In the human-rights context, this issue is called list independence. That is, do the LLNGO and the Catholics have the same chance of listing each person killed? Of course not. Relatives who might talk to the Catholics might not even speak to the LLNGO, and vice versa. Or they might have been doing their counts in different geographical parts of the protest.
It turns out that, using techniques that seem to be called MSE for Multiple Systems Estimation, you can try to account for list independence and other potential problems, provided you have three or more lists. I’m intrigued to study up on this and learn more, and you can too! Here is the first of a series of blog posts by Amelia Hoover Green. Follow the links to the next chapters.

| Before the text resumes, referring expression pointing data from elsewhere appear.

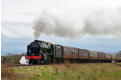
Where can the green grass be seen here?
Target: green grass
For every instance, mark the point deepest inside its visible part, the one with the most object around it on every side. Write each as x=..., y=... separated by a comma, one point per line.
x=92, y=71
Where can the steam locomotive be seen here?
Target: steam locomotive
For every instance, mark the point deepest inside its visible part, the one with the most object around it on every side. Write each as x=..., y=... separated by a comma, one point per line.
x=41, y=52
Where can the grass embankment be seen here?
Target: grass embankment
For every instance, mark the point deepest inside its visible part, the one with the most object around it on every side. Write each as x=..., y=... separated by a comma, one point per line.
x=89, y=71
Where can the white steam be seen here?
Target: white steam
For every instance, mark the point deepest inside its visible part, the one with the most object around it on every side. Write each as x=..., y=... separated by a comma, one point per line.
x=105, y=22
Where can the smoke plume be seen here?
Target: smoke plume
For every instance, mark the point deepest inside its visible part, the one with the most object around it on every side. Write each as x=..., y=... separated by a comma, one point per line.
x=74, y=24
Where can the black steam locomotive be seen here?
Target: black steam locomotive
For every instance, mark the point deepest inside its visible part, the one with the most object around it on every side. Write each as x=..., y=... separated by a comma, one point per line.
x=41, y=52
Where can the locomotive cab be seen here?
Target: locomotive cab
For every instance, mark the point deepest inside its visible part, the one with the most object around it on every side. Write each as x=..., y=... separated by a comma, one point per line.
x=40, y=51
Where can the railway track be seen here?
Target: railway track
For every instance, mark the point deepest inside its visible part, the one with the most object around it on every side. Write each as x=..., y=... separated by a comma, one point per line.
x=18, y=65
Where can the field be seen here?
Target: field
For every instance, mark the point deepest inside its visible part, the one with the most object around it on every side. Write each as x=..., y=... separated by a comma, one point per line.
x=82, y=71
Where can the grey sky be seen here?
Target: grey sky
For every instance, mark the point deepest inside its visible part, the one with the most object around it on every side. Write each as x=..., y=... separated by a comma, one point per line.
x=18, y=15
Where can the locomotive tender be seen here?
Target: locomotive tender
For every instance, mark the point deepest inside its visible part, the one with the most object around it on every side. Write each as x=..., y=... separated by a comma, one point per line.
x=41, y=52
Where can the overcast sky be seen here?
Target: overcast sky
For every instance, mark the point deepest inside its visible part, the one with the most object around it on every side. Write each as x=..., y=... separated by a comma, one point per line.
x=18, y=15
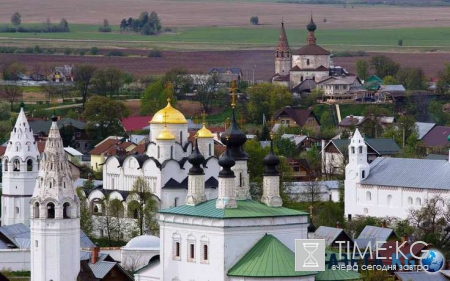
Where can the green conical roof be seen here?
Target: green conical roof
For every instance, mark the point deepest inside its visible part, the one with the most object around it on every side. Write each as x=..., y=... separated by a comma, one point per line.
x=268, y=258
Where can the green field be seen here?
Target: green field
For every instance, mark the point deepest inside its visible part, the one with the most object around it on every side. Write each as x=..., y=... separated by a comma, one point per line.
x=254, y=37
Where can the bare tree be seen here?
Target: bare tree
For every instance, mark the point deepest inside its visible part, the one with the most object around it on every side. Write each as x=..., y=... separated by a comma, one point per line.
x=11, y=93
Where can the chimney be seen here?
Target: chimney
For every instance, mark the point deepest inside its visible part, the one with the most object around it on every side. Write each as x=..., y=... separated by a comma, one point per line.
x=94, y=254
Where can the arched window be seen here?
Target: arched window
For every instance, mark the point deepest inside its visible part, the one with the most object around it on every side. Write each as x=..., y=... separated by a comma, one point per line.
x=418, y=201
x=50, y=210
x=16, y=165
x=29, y=165
x=368, y=196
x=66, y=210
x=36, y=210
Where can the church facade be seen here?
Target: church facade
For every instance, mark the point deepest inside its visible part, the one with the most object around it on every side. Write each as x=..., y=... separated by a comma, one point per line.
x=309, y=63
x=391, y=186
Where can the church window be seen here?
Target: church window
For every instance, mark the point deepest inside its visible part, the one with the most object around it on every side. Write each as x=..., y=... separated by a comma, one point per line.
x=50, y=211
x=36, y=210
x=368, y=196
x=418, y=201
x=66, y=210
x=16, y=165
x=29, y=165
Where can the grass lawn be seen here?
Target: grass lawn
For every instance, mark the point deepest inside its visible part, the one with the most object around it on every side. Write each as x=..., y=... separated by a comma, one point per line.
x=262, y=36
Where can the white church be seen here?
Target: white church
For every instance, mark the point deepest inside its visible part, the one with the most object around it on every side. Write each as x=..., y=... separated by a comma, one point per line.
x=391, y=186
x=163, y=165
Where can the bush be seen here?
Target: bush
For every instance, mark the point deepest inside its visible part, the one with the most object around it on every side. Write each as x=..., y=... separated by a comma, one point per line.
x=154, y=54
x=93, y=51
x=115, y=53
x=104, y=29
x=254, y=20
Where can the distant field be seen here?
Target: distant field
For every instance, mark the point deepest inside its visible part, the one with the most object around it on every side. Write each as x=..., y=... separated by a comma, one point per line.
x=229, y=13
x=241, y=37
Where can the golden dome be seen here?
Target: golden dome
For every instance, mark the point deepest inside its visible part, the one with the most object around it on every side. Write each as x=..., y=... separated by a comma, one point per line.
x=165, y=135
x=204, y=133
x=168, y=115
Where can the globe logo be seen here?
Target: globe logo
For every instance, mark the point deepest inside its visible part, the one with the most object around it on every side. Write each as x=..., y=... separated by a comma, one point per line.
x=434, y=260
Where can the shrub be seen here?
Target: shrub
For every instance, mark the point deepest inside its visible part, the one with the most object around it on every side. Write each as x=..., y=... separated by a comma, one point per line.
x=254, y=20
x=155, y=54
x=115, y=53
x=93, y=51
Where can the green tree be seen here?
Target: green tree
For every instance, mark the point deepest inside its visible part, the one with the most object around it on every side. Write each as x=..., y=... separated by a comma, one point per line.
x=254, y=20
x=103, y=117
x=412, y=78
x=266, y=99
x=83, y=79
x=16, y=19
x=362, y=69
x=11, y=94
x=443, y=84
x=11, y=71
x=389, y=80
x=86, y=222
x=107, y=81
x=146, y=206
x=384, y=66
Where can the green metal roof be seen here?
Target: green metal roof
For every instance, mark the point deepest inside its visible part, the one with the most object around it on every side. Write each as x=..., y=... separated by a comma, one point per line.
x=336, y=275
x=245, y=209
x=268, y=258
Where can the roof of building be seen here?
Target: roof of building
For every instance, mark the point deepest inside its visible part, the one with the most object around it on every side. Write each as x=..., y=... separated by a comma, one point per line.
x=135, y=123
x=300, y=115
x=423, y=128
x=18, y=236
x=44, y=126
x=437, y=136
x=420, y=276
x=109, y=146
x=143, y=242
x=405, y=172
x=267, y=258
x=72, y=151
x=245, y=209
x=330, y=234
x=379, y=233
x=309, y=49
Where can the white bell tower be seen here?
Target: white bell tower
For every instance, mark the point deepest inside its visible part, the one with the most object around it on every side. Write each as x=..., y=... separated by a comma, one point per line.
x=55, y=216
x=356, y=170
x=20, y=169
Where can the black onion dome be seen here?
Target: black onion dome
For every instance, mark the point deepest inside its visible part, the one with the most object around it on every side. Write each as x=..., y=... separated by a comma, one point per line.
x=311, y=26
x=196, y=159
x=226, y=162
x=236, y=140
x=311, y=227
x=271, y=162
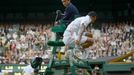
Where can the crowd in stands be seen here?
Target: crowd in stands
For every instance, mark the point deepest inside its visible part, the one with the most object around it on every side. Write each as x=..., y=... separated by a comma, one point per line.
x=116, y=39
x=21, y=42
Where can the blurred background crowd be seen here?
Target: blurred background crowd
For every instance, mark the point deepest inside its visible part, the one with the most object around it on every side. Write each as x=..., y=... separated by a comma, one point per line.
x=21, y=42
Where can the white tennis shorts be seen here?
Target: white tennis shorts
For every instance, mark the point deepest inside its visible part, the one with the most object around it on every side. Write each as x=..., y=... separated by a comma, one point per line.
x=69, y=38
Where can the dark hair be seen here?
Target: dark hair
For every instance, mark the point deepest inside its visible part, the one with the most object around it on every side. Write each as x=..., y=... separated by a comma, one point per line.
x=92, y=13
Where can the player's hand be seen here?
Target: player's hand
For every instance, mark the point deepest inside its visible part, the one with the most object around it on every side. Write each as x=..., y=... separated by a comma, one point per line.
x=56, y=23
x=77, y=42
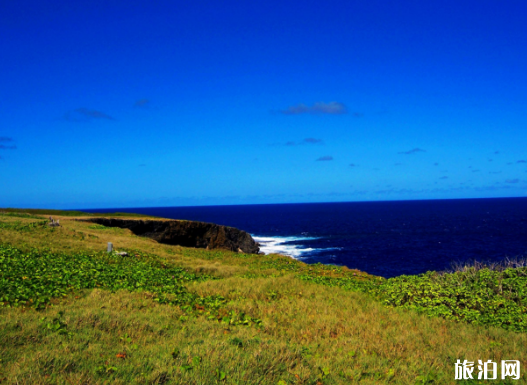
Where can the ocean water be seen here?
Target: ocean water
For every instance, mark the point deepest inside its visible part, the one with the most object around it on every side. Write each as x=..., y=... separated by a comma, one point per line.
x=382, y=238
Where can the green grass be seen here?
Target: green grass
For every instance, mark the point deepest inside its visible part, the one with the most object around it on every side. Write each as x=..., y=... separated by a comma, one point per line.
x=74, y=314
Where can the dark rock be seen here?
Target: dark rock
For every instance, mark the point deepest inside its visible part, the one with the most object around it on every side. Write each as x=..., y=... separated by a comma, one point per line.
x=187, y=233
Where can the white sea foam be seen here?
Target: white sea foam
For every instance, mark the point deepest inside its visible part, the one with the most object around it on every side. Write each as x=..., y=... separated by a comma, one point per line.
x=283, y=245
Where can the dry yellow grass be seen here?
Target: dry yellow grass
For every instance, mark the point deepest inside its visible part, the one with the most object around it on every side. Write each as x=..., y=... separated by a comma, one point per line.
x=310, y=334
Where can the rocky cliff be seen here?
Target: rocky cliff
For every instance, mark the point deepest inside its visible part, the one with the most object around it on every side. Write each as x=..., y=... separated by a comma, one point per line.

See what you think.
Meanwhile, think about one of the overarching problems from the last post: that the population estimate was so wide. I think that part of the problem is that when my brain is stuck in the fish context, I think it’s impractical to imagine tagging, say, half of the fish in the lake. But you can see from the graphs (and common sense) that if the fraction tagged is small, and the numbers are kind of small, the resulting distributions will be wide and sparse.
But in this context, we probably start out with the (wrong) assumption that we have almost all of the deaths; so our estimates will be better.
This graph shows estimates of population with, again, a true population of 100, but this time with half of the fish—50 cases—captured and tagged, and 50 recaptured. This is equivalent to each (independent) list having 50 casualties, with varying numbers of names (centered on 25) overlapping.
Notice how the interval has shrunk: it’s now (80, 135) instead of (60, 200).